If you pass through Columbus Circle, you may notice some scaffolding has gone up, wrapped around the statue of Christopher Columbus. This is the beginning of the Public Art Fund's latest project—artist Tatzu Nishi’s “Discovering Columbus."
According to the NY Times, "the mayor’s office has decided to let the artist build a living room six stories up in the air in the middle of one of Manhattan’s busiest intersections... the plan is to have 100,000 people climb up stairs to view it." The paper seems to be hunting down those who hate the idea—talking to everyone from the deputy buildings commissioner to the secretary of the National Italian American Foundation—but hasn't found many who don't support it... except for Frank Vernuccio.
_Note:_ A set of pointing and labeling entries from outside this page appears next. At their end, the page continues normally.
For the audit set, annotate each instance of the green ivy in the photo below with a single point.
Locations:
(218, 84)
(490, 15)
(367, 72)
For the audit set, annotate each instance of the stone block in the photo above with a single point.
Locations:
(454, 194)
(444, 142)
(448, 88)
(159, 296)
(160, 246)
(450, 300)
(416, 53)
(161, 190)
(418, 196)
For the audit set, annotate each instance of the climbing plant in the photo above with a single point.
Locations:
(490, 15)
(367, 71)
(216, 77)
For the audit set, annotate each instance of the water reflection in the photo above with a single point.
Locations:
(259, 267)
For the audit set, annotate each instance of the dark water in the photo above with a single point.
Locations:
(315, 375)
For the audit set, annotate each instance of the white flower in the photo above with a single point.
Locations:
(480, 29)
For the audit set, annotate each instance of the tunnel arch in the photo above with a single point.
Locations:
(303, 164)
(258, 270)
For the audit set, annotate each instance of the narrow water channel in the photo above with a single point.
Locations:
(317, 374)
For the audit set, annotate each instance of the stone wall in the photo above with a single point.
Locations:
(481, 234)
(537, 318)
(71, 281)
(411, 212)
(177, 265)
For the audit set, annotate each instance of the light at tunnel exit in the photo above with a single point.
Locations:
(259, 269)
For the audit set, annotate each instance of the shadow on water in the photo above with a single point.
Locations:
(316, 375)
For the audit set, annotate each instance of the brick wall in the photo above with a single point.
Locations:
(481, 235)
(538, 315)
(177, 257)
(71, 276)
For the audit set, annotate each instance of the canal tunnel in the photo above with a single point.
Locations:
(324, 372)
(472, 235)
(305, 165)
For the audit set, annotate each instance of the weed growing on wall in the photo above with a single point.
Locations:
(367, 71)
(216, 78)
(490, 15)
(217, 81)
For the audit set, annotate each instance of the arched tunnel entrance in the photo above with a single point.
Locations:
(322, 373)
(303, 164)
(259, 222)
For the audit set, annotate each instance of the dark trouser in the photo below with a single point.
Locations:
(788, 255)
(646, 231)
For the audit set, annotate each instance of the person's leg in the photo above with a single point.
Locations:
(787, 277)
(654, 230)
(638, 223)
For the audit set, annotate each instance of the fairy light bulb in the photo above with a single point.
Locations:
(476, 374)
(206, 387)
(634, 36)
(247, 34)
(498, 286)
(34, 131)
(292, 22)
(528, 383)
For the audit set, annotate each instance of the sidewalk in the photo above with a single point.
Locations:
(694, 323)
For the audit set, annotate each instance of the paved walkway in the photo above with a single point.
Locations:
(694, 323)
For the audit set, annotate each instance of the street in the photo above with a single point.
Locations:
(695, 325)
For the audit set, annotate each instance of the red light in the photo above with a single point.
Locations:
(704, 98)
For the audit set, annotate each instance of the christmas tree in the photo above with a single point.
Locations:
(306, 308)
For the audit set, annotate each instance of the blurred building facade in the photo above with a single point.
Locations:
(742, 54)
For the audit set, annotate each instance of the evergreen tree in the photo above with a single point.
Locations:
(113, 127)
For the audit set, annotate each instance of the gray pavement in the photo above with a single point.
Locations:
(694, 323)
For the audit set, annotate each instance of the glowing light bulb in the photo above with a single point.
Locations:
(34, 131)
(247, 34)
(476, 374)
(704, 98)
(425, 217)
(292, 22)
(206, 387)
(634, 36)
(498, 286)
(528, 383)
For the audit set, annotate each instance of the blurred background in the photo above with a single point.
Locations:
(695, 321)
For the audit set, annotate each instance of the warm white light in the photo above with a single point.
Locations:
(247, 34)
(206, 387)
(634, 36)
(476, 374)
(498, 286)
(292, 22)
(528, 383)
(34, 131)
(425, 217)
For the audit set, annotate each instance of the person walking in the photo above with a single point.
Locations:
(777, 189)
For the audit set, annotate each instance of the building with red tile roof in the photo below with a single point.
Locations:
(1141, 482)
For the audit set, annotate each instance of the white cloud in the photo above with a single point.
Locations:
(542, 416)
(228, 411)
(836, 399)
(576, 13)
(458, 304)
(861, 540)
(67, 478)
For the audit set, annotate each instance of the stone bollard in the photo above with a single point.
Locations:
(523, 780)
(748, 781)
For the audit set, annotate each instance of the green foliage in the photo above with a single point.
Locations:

The board member of the Enrico Fermi Cultural Committee "said he did not think many of New York’s Italian-Americans would find the living room revelatory [and] it was another example of the Bloomberg administration’s silly revisionism when it comes to public spaces," he told them, "The plans seem to hide the Columbus statue for no reason whatsoever."
Once the elevated living room is completed, sometime before the opening on September 20th, there will be couches, lamps, television, and other pieces of furniture you might find in a typical living space (though no Wi-Fi!). And when the installation closes on November 18th, it will turn functional, allowing workers to use the "living room" as a perch to restore the statue from.